Building robust web applications/visualizations with React using the Flux architecture
Jeremy Stucki
Visualization Lead - Interactive Things, Zürich
Managing state in interactive web applications and data visualizations quickly becomes a complex issue once the app starts to grow. With various actors (users, incoming data) influencing state over time, how can we guarantee that what we’re displaying is correct and how can we build our app in an expressive way that is performant and scales well?
To answer this mystery, I will introduce React, an increasingly popular open-source library for building user interfaces, and Flux, an architecture to manage data flow in applications.
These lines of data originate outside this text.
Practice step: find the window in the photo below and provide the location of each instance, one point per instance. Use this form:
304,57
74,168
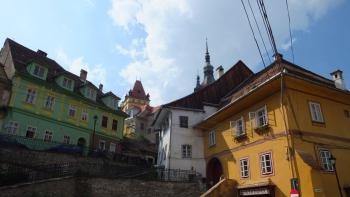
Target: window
266,163
102,145
212,138
72,111
104,121
67,83
244,166
183,121
30,132
39,71
239,125
84,114
31,95
12,127
90,93
261,117
186,150
114,125
112,147
48,136
49,102
316,113
324,159
66,139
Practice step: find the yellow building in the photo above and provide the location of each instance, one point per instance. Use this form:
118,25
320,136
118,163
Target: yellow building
277,133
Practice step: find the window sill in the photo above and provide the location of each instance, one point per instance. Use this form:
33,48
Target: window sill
318,124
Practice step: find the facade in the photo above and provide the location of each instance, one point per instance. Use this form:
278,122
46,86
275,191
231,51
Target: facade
50,104
181,145
278,133
141,114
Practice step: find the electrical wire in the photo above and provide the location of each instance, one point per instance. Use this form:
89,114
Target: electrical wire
290,31
268,26
257,25
251,28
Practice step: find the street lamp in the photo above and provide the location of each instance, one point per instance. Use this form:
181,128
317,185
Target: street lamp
93,134
332,159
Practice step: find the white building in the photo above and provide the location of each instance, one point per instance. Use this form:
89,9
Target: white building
180,145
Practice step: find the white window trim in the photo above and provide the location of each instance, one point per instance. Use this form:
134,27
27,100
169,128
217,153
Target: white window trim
263,166
242,171
104,143
316,116
35,129
257,117
329,167
212,140
110,147
11,128
188,151
46,135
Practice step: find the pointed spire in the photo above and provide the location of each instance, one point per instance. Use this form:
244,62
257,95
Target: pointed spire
207,56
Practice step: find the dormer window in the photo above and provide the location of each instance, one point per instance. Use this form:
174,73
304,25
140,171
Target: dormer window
67,83
39,71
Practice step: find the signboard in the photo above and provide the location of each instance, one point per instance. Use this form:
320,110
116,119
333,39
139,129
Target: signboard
253,192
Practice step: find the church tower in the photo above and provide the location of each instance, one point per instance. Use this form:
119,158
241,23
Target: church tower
208,70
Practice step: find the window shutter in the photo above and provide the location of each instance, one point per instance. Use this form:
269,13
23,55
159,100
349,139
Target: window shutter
233,127
252,119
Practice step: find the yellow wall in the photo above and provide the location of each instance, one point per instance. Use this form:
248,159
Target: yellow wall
333,135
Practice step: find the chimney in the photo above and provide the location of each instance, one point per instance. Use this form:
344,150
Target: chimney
41,53
277,57
83,75
220,71
338,79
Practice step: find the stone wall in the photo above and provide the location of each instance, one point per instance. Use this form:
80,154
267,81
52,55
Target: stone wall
98,187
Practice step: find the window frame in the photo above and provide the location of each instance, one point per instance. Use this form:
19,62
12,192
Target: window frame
257,117
186,151
242,126
104,122
11,128
315,117
49,103
66,139
114,125
183,121
72,108
34,131
30,96
212,138
84,114
330,167
263,165
48,134
247,171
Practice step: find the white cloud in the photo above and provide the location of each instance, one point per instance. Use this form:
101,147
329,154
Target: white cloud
96,73
172,51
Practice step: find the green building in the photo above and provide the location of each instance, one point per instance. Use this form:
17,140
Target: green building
50,107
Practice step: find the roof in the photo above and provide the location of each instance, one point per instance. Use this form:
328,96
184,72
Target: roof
138,91
213,93
22,56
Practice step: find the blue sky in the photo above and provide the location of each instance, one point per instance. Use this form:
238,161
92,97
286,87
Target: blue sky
162,42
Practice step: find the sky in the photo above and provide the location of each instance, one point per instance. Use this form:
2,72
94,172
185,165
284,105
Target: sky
162,42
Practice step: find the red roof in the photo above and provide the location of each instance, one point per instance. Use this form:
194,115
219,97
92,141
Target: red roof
138,91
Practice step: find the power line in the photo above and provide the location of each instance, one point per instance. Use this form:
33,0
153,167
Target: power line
290,32
268,26
257,25
251,28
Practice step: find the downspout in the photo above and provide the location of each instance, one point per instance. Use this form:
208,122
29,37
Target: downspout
290,150
170,131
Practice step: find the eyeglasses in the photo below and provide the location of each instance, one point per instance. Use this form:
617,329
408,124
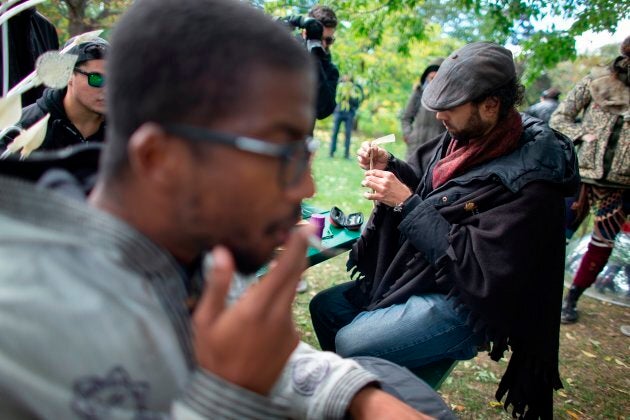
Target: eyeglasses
94,79
294,157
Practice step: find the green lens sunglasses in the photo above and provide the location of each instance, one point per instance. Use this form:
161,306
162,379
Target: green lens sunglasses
94,79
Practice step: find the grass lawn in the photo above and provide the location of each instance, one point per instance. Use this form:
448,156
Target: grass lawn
594,355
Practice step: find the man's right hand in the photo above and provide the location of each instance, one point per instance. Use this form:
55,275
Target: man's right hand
249,343
372,403
379,156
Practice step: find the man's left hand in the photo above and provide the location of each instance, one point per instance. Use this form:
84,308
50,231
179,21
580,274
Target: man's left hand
386,187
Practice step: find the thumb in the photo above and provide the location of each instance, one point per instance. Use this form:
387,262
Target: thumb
218,279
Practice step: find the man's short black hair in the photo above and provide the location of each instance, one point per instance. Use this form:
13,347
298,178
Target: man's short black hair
187,61
325,15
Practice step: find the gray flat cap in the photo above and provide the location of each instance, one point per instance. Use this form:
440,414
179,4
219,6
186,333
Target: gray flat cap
469,73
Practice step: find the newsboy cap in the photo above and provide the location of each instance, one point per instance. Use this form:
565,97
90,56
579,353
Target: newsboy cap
468,74
94,49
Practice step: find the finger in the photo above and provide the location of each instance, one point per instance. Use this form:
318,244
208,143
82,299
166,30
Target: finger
278,286
218,279
372,196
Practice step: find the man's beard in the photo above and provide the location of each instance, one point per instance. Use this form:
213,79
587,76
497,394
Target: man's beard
475,127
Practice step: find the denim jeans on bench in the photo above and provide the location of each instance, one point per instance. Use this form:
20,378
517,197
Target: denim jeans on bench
423,329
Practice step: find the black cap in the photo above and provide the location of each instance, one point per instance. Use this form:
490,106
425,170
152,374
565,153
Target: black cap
551,93
94,49
468,74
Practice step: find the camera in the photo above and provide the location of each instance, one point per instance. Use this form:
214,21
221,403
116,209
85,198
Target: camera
314,32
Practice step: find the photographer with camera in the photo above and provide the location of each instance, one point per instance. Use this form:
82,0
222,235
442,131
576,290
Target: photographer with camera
318,30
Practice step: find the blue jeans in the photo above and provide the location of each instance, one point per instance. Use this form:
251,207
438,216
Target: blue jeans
424,329
346,117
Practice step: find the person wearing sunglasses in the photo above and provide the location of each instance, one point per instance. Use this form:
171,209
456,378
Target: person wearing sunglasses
77,112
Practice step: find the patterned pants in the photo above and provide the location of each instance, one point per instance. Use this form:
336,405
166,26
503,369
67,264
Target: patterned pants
609,206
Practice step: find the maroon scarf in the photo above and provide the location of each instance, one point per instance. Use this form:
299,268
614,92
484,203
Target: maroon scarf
459,157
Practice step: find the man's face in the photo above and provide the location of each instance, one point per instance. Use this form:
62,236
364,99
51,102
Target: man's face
465,122
328,37
90,98
235,197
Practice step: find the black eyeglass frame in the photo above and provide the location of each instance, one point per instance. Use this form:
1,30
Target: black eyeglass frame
89,74
285,152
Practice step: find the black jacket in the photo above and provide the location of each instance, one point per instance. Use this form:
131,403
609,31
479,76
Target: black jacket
328,77
491,238
61,132
30,35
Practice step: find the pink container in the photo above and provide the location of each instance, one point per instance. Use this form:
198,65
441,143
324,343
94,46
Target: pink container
319,221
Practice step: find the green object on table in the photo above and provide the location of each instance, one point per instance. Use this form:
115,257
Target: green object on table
334,240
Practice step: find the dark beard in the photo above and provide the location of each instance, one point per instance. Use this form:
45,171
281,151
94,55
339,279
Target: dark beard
245,262
475,127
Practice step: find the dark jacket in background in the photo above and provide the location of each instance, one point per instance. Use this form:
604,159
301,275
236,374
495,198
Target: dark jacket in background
30,35
419,125
328,77
61,132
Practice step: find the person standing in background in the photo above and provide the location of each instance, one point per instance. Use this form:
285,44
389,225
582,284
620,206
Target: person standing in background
602,137
349,97
418,123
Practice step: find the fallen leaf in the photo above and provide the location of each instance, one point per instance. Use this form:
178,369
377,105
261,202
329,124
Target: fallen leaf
573,414
620,363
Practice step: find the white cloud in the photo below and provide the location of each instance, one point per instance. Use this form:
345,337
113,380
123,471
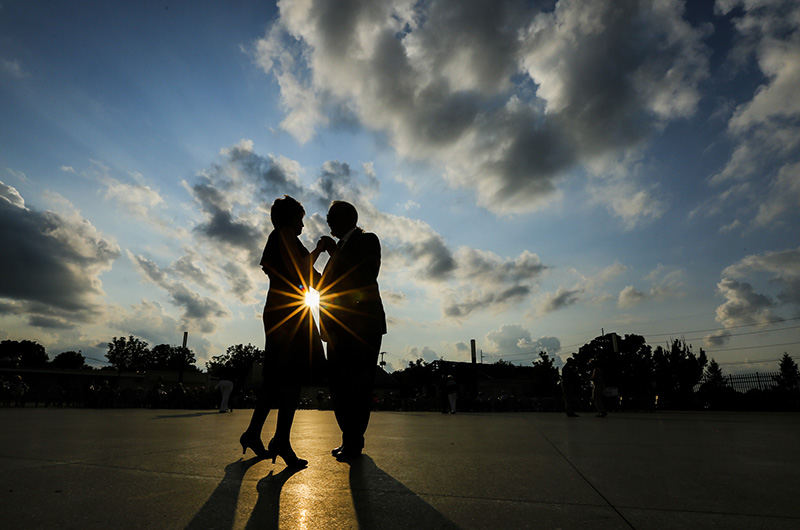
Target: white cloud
766,128
630,296
513,340
13,68
54,278
743,304
664,282
503,97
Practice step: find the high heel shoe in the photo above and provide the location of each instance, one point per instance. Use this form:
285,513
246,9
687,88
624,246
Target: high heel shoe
254,443
285,451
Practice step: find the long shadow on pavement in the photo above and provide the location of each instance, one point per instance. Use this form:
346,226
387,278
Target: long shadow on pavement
382,502
266,513
219,510
187,415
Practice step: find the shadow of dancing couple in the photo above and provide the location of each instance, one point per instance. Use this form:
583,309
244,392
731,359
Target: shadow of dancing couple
351,321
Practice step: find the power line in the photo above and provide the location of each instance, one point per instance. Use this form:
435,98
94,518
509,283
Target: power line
749,333
755,347
778,321
523,355
752,362
708,352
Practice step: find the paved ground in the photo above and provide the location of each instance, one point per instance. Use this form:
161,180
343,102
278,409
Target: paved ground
175,469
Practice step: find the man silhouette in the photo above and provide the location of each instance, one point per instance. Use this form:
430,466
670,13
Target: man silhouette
352,322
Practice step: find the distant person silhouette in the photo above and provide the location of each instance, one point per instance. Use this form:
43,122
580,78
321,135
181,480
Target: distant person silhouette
569,387
352,321
293,348
598,390
452,392
225,387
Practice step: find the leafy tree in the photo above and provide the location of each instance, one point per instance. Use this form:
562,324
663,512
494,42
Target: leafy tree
160,356
26,353
69,360
789,378
128,354
713,378
235,363
181,359
166,357
677,371
545,375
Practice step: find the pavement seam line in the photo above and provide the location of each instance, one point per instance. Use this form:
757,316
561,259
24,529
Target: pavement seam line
578,471
711,512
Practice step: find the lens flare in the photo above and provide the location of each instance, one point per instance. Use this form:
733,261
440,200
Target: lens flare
312,299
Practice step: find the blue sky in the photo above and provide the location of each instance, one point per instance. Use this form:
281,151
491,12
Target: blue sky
535,171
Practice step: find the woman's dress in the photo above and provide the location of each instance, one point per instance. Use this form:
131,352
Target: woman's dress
293,353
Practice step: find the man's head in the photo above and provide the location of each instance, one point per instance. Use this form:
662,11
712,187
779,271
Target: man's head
342,217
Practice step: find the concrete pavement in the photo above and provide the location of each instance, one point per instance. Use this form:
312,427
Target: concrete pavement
80,468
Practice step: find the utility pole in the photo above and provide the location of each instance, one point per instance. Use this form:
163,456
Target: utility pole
183,356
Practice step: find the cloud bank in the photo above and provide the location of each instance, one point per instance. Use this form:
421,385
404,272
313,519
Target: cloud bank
504,97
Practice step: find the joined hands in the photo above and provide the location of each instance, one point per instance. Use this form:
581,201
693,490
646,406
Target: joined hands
326,243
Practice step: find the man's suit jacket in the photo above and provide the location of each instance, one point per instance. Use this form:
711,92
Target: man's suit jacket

Scientific Visualization Software Engineering
Stefan Eilemann
Section Manager Visualization, Human Brain Project
We will present the role and mission of the visualization team in the Blue Brain Project and Human Brain Projects, which work closely together and aim to accelerate our understanding of the human brain through simulation-driven research. We will present what projects we are currently engaged in, how we approach our software development, how this enables us to satisfy user requirements and future strategic developments. We will give an overview which engineering best practices we embrace, what the impact on our development is, and how this improves the quality and quantity of our development.
Best Practices in Programming: A minimalist guide
Chandrasekhar Ramakrishnan
SSDM | Scientific IT Services
ETH Zürich Informatikdienste
chandrasekhar.ramakrishnan@id.ethz.ch
Every year, the SIB offers a two-day course with the title Best Practices in Programming. The content of this course is the result of several iterations of courses targeted to bioinformaticians and researchers in the life sciences, designed to improve their effectiveness and efficiency in the development of software. The current material is a condensed distillation of a small number of simple techniques that will help anyone developing software, in the life sciences or otherwise, be more effective. They are: use version control; write unit tests; refactor your code; follow some basic coding principles. I will present these techniques and describe how we teach them.